Take an imaginary snapshot of our all-time cookbook bestseller list, and Paré is at the top, grinning in her bottle-thick glasses, arm wrapped around an aproned old lady named Madame Benoît, the late Quebecoise cooking queen whom Margaret Atwood called “an elfin little dynamo.” Beside her is Edna Staebler from Kitchener, Ontario, who once found herself as the filling in a Duncan Hines vs. Nabisco cookie-war sandwich. (Both companies wanted the secret of her Mennonite friend’s stay-chewy biscuits.) She lived to be 100, so she must have been eating something right. Down in front, I picture the Podleski sisters bringing down the average age and quipping, “Say Cheesecake.”
These ladies are not flash-in-the-pan chef celebrities but good old-fashioned slow cookers. “Our culinary celebrities all share a common trait: They’re homey and approachable,” explains culinary historian Elizabeth Driver, who spent the last 10 years criss-crossing the country to check out Canadians’ own collections for Culinary Landmarks, her bibliography of Canadian cookbooks. “While the home economics movement in the United States was pushing professional techniques, Canadians were more interested in the traditions of home cooking.” Jehane Benoît may have studied at the Sorbonne, but she’s best known for cataloguing and popularizing her down-home edible Canadiana in Encyclopedia of Canadian Cuisine. But then, you can also chalk their popularity up to practicality. As Paré tells me, trying to explain how her first book, 150 Delicious Squares, sold 15,000 copies in three months, “If you’ve got some squares in your freezer, you’re all set if somebody stops in for the evening.”

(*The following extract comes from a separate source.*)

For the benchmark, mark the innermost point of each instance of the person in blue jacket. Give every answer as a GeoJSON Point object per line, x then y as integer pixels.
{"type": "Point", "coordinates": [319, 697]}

Crack open Staebler’s cookbooks, and you’ll get recipe encomiums that run along the lines of “Whenever Norm serves this cake, I hear someone say, ‘Gee this is good cake’” or “Kit and Vern and I demolished an entire cake with our afternoon tea.” Her Food that Really Schmecks is the bestselling hardcover Canadian cookbook of all time and was reissued this fall. I’ve never met Kit or Vern, but I do intuitively trust the kind of people who will eat an entire cake in one sitting.